The demand for compute is also bringing the industry headlong into the energy debate. Energy demand is on the rise after plateauing for years, and the demand from data centers is one of the three reasons why. As Cy McGeady at the Center for Strategic & International Studies explained, “There is very strong evidence that a confluence of three trends—reshoring of industry, AI-driven database expansion, and broad-based electrification—will drive a sustained period of electric demand growth.” The growing appetite for computational resources will become a much bigger player in the politics of energy. Since load growth is going to be localized, there are likely to be odd local political fights. More on that in the future, as well as on efforts by companies to economize on compute.
Next week, I am going to take on the challenge posed by Tim Lee, author of the must-read Understanding AI substack, “I really wish there were more economists involved in discussions of the implications of superintelligence.”
Until then,
?? Will
AI Roundup
Researchers Nirit Weiss-Blatt (whom I cited last week), Adam Thierer, and Taylor Barkley just published a paper “The AI Technopanic and Its Effects.” The report “documents the most recent extreme rhetoric around AI, identifies the incentives that motivate it, and explores the effects it has on public policy.”
OpenAI and the Wall Street Journal have struck a deal over content for $250 million. OpenAI also secured a key partnership with Reddit.
Elon Musk has raised another $6 billion in capital to support his new xAI artificial intelligence venture.
I find this strategy of developing autonomous vehicles by Gatik interesting: “Gatik’s progress stems in part from what its vehicles don’t do.

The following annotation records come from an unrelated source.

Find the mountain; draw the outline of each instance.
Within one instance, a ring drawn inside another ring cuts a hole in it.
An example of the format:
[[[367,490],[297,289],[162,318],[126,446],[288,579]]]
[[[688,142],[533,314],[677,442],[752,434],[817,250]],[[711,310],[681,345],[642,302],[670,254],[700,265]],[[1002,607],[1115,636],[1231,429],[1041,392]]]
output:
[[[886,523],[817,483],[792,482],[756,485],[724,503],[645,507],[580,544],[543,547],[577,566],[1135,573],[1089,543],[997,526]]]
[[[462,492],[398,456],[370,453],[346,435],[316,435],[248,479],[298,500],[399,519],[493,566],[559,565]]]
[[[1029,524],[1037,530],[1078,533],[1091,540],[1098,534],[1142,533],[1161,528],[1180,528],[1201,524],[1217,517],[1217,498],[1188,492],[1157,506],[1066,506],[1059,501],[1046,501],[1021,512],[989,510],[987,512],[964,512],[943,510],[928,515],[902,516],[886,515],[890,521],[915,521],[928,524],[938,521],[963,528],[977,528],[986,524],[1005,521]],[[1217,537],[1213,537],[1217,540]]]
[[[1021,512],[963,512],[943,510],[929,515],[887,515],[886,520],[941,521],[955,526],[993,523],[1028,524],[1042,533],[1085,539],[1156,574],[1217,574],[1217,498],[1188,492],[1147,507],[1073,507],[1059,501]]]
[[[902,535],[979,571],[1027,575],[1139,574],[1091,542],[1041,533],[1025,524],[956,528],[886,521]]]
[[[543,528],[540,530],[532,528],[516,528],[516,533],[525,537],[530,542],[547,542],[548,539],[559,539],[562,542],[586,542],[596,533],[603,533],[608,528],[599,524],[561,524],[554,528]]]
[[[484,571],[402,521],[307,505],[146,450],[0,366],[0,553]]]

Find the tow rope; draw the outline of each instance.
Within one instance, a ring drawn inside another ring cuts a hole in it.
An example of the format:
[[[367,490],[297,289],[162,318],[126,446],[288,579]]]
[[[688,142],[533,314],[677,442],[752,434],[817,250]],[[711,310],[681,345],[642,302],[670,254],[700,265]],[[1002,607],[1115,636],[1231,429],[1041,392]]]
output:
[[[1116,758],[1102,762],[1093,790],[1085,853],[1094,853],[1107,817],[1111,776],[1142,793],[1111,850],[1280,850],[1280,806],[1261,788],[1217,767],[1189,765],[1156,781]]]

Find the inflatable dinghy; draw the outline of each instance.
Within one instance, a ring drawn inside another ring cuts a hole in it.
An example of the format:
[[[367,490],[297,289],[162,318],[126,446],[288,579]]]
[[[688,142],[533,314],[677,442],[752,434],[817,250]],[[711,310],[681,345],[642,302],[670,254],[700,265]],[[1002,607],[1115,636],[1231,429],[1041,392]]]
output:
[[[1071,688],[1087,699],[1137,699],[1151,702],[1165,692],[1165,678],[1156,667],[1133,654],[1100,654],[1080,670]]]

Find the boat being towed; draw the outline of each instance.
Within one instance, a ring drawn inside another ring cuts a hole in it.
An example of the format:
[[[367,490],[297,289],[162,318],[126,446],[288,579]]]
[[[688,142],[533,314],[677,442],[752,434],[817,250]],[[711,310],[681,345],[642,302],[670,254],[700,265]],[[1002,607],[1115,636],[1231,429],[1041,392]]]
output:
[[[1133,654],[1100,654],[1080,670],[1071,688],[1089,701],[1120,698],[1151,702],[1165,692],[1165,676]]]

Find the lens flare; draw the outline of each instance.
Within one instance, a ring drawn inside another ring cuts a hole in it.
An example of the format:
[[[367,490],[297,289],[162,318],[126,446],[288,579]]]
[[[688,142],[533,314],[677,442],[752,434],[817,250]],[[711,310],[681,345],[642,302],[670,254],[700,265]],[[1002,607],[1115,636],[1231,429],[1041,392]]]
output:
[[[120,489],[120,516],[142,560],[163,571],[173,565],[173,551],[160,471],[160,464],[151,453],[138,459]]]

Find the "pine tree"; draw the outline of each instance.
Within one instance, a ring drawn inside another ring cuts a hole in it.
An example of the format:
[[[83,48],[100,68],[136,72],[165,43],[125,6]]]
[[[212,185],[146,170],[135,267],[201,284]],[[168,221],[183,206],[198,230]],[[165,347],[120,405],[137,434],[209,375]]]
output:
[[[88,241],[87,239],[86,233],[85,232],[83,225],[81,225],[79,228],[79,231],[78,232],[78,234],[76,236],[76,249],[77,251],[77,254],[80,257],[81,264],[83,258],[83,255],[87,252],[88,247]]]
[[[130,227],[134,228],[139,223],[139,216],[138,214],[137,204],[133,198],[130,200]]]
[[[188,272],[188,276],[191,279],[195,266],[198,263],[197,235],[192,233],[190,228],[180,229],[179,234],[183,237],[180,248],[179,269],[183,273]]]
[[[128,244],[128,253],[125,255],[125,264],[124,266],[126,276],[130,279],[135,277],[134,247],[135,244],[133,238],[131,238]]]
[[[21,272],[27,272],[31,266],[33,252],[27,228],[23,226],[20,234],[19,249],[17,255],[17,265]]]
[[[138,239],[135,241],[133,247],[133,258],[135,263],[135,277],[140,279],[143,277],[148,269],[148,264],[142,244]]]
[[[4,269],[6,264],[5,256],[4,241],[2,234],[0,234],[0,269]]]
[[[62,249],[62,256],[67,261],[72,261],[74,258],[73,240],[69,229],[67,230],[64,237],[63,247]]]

Its trucks provide middle-mile delivery services from distribution centers to stores on easy and predictable routes.”
Research and Reports
I’m just now diving into “The Economics of Social Media” from a cadre of researchers, but I imagine I will be using it a lot in coming work since it’s a “guide to the burgeoning literature on the economics of social media” that synthesizes “the main lessons from the empirical economics literature and organize[s] them around the three stages of the life cycle of content: (1) production, (2) distribution, and (3) consumption.”
Finally, useful philosophy: Philosophers are studying Reddit’s “Am I the Asshole?” to understand moral dilemmas experienced in daily life. The full paper is titled “A Large-Scale Investigation of Everyday Moral Dilemmas.” The moral pragmatist in me really enjoys this work.